Civil War-Era Cannonballs Unearthed by Hurricane Matthew

The destructive storm dug up some old history

cannonball!
A set of Civil War-era cannonballs were uncovered on a South Carolina beach after Hurricane Matthew. Charleston County Sheriff's Office

When Hurricane Matthew rolled across the southeastern United States last weekend, it left behind a body count, flooded homes and a trail of damage. But on one beach in Charleston, South Carolina, the storm also uncovered a long-lost piece of history: 16 cannonballs dating back to the Civil War.
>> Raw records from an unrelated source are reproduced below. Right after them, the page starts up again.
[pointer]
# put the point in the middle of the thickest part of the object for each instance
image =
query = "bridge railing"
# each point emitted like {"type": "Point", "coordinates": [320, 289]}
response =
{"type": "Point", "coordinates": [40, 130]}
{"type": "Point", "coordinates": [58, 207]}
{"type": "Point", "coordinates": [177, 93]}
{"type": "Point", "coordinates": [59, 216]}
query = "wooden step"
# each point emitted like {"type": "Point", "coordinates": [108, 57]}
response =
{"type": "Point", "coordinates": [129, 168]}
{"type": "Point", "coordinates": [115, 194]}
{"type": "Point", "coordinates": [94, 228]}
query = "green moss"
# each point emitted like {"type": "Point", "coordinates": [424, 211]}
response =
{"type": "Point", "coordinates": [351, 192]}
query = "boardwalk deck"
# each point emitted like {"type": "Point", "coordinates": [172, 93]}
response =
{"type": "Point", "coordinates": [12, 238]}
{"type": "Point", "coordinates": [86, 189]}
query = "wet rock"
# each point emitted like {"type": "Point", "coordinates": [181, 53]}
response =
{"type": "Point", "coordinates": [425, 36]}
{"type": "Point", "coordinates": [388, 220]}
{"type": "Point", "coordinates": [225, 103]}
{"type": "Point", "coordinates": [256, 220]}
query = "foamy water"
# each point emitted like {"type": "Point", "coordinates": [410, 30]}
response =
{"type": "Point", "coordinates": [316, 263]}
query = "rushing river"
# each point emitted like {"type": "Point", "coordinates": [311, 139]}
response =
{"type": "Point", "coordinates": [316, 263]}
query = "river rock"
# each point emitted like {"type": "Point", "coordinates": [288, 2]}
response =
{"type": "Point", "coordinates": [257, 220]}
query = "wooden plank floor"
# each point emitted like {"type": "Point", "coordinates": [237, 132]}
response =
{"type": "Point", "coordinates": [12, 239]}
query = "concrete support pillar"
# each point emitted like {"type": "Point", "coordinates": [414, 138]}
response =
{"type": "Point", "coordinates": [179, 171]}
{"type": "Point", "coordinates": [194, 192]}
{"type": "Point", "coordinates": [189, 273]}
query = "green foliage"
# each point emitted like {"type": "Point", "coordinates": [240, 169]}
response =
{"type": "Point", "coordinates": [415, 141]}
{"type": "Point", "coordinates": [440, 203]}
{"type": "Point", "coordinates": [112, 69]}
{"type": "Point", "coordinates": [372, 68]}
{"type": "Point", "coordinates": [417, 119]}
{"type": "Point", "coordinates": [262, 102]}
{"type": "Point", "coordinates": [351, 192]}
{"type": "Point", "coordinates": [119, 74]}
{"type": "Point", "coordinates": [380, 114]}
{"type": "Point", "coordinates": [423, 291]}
A beachgoer watching the waves along the shores near Charleston first spotted the metal objects lying half-buried in the sand on Sunday. However, these weren’t just some innocent artifacts lying around, Angie Jackson and Derrek Asberry report for The Post and Courier. Luckily, the person who discovered them immediately understood their explosive potential. 

“I knew they were cannonballs,” former Folly Beach Mayor Richard Beck, who first stumbled across the cannonballs, tells WCSC News. ”One of them had a very distinct hole in it that went directly into it. Just knowing a little bit about the Civil War, I know that they put fuses in cannonballs for them to explode when they desired them to.”

The Charleston area has serious history when it comes to the Civil War. The first shots of the bloody conflict were fired at Fort Sumter, and the beach where Beck spotted the cannonballs was once a critical staging ground for Union troops as they prepared to storm the nearby Fort Morris, Hudson Hongo reports for Gizmodo.

While cannonballs were rusted from sitting neglected for 150 years or so, that doesn’t make them any less potentially deadly than when they sat in the soldiers’ stockpile. To this day, long-lost weaponry dating back to the Civil War is found across the south, and while they are fascinating pieces of history they can still cause serious damage. Back in 2008, a Virginia resident was killed when a cannonball he was restoring as part of his collection of antique armaments exploded, the Associated Press reported at the time. Even more than a century later, the blast was powerful enough to send pieces of shrapnel through a neighbor’s wall a quarter of a mile away.

"There just aren't many areas in the South in which battlefields aren't located. They're literally under your feet," former Civil War relic hunter Harry Ridgeway told the AP at the time.

That's why Beck called in his discovery to the Charleston County Sheriff’s Office bomb squad, who soon investigated the old ordnance along with experts from the Air Force Explosive Ordnance Team, WCSC reports. After confirming that they were, in fact, leftover cannonballs, the artifacts were safely detonated later that evening, making the beach once again secure for swimmers and strollers alike.